#'
#' Import Data into a Spectra Object
#'
#' These functions import data into a \code{\link{Spectra}} object. For "csv-like" files they use
#' \code{\link[utils]{read.table}}, so they are very flexible in regard to file formatting.
#' \pkg{Be sure to see the \ldots argument below for important details you need to provide.}
#' \code{files2SpectraObject} can also read JCAMP-DX files and will do so if \code{fileExt} is
#' any of \code{"dx"}, \code{"DX"}, \code{"jdx"} or \code{"JDX"}.
#'
#' @param gr.crit Group Criteria. A vector of character strings which will be
#' searched for among the file/sample names in order to assign an individual
#' spectrum to group membership. This is done using grep, so characters
#' like "." (period/dot) do not have their literal meaning (see below).
#' Warnings are issued if there are file/sample names that don't match entries in
#' \code{gr.crit} or there are entries in \code{gr.crit} that don't match any file names.
#'
#' @param gr.cols Group Colors. See \code{\link{colorSymbol}} for some options. One of the following:
#' \itemize{
#' \item Legacy behavior and the default: The word \code{"auto"}, in which case up to 8 colors will
#' be automatically assigned from package \code{RColorBrewer Set1}.
#' \item \code{"Col7"}. A unique set of up to 7 colorblind-friendly colors is used.
#' \item \code{"Col8"}. A unique set of up to 8 colors is used.
#' \item \code{"Col12"}. A mostly paired set of up to 12 colors is used.
#' \item A vector of acceptable color designations with the same length as \code{gr.crit}.
#' }
#' Colors will be assigned one for one, so the first element of
#' \code{gr.crit} is assigned the first element of \code{gr.col} and so forth. For \code{Col12}
#' you should pay careful attention to the order of \code{gr.crit} in order to match up colors.
#'
#' @param freq.unit A character string giving the units of the x-axis
#' (frequency or wavelength).
#'
#' @param int.unit A character string giving the units of the y-axis (some sort
#' of intensity).
#'
#' @param descrip A character string describing the data set that will be stored. This string is used
#' in some plots so it is recommended that its length be less than about 40 characters.
#'
#' @param fileExt A character string giving the extension of the files to be
#' processed. \code{regex} strings can be used. For instance, the default
#' finds files with either \code{".csv"} or \code{".CSV"} as the extension.
#' Matching is done via a grep process, which is greedy. See also the
#' "Advanced Tricks" section.
#'
#' @param out.file A file name. The completed object of S3 class \code{\link{Spectra}} will be written
#' to this file.
#'
#' @param debug Logical. Applies to \code{files2SpectraObject} only.
#' Set to \code{TRUE} for troubleshooting when an error
#' is thrown during import.

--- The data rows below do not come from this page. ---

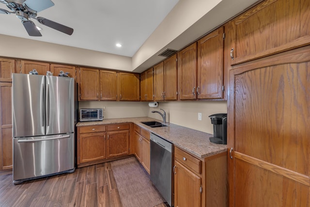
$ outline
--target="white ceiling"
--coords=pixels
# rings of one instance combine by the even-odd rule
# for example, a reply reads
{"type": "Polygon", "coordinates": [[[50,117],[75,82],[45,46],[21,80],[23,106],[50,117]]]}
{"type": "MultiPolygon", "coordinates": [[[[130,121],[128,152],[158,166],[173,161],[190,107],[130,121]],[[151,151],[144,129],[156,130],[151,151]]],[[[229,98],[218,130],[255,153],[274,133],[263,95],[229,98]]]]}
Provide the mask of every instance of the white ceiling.
{"type": "MultiPolygon", "coordinates": [[[[0,14],[0,34],[132,57],[178,0],[52,0],[38,13],[74,29],[71,35],[42,25],[42,37],[28,35],[15,15],[0,14]],[[116,43],[122,45],[121,48],[116,43]]],[[[20,1],[20,0],[19,0],[20,1]]],[[[9,10],[0,3],[0,8],[9,10]]]]}

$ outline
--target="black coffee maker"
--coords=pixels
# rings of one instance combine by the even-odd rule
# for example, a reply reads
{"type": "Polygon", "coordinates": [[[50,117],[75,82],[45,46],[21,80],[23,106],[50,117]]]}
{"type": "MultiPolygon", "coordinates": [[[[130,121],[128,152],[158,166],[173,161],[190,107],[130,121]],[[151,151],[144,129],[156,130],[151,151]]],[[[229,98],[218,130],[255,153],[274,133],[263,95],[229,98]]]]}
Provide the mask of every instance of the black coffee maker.
{"type": "Polygon", "coordinates": [[[216,113],[209,116],[213,124],[213,136],[210,142],[217,144],[227,144],[227,114],[216,113]]]}

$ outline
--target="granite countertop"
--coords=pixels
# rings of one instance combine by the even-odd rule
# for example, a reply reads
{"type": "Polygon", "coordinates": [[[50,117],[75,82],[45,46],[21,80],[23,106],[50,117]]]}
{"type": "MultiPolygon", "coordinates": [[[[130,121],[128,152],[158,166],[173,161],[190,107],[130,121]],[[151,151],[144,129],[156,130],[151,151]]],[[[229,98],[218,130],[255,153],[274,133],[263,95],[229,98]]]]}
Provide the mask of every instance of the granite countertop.
{"type": "Polygon", "coordinates": [[[152,128],[141,122],[162,121],[150,117],[136,117],[104,119],[101,121],[78,122],[77,127],[111,124],[133,123],[150,132],[153,133],[172,143],[175,146],[197,156],[204,158],[227,151],[226,144],[212,143],[209,138],[213,134],[202,132],[179,125],[167,123],[168,127],[152,128]]]}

In addition, values of 1-5 will work
#' when importing a JCAMP-DX file via \code{fileExt = "\\.jdx"} etc. These
#' will be passed through to the \code{\link[readJDX]{readJDX}} function.

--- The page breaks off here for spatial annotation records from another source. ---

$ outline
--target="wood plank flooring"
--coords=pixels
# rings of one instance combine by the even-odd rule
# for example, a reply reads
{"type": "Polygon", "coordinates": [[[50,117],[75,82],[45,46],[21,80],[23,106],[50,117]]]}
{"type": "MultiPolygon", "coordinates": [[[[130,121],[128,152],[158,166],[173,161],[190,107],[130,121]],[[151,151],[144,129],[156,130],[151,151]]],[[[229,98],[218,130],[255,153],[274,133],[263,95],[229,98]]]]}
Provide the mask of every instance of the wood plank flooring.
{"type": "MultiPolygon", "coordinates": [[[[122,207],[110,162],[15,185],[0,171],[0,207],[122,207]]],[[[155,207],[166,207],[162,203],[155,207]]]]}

#' See there for much more info on importing JCAMP-DX files.
#'
#' @param in.file Character. Applies to \code{matrix2SpectraObject} only.
#' Input file name, including extension. Can be a vector of file names.
#'
#' @param chk Logical. Applies to \code{matrix2SpectraObject} only.
#' Should the \code{Spectra} object be checked for integrity? If you are having trouble
#' importing your data, set this to \code{FALSE} and do \code{str(your object)} to troubleshoot.
#'
#' @param ... Arguments to be passed to \code{\link[utils]{read.table}},
#' \code{\link{list.files}} or \code{readJDX}; see the "Advanced Tricks" section.
#' For \code{read.table}, \pkg{You MUST supply values for \code{sep}, \code{dec} and \code{header} consistent
#' with your file structure, unless they are the same as the defaults for \code{\link[utils]{read.table}}}.
#'
#' @return A object of class \code{\link{Spectra}}. An \emph{unnamed} object
#' of S3 class \code{\link{Spectra}} is also written to \code{out.file}. To
#' read it back into the workspace, use \code{new.name <- loadObject(out.file)}
#' (\code{loadObject} is package \pkg{R.utils}).
#'
#' @section files2SpectraObject:
#'
#' \code{files2SpectraObject} acts on all files in the current working
#' directory with the specified \code{fileExt} so there should be no
#' extra files of that type hanging around (except see next paragraph).
#' The first column should contain the frequency values and the second column the intensity values. The
#' files may have a header or not (supply \code{header = TRUE/FALSE} as
#' necessary). The frequency column is assumed to be the same in all files.
#'
#' If \code{fileExt} contains any of \code{"dx"}, \code{"DX"}, \code{"jdx"} or
#' \code{"JDX"}, then the files will be processed by \code{\link[readJDX]{readJDX}}.
#' Consider setting \code{debug = TRUE}, or \code{debug = 1} etc for this format, as there are many
#' options for JCAMP, and many are untested. See \code{\link[readJDX]{readJDX}} for options and
#' known limitations.
#'
#' @section matrix2SpectraObject:
#'
#' This function takes one or more csv-like files, containing frequencies in the first
#' column, and samples in additional columns, and processes it into a
#' \code{\link{Spectra}} object. The file MUST have a header row which includes
#' the sample names. There need not be a header for the first (frequency)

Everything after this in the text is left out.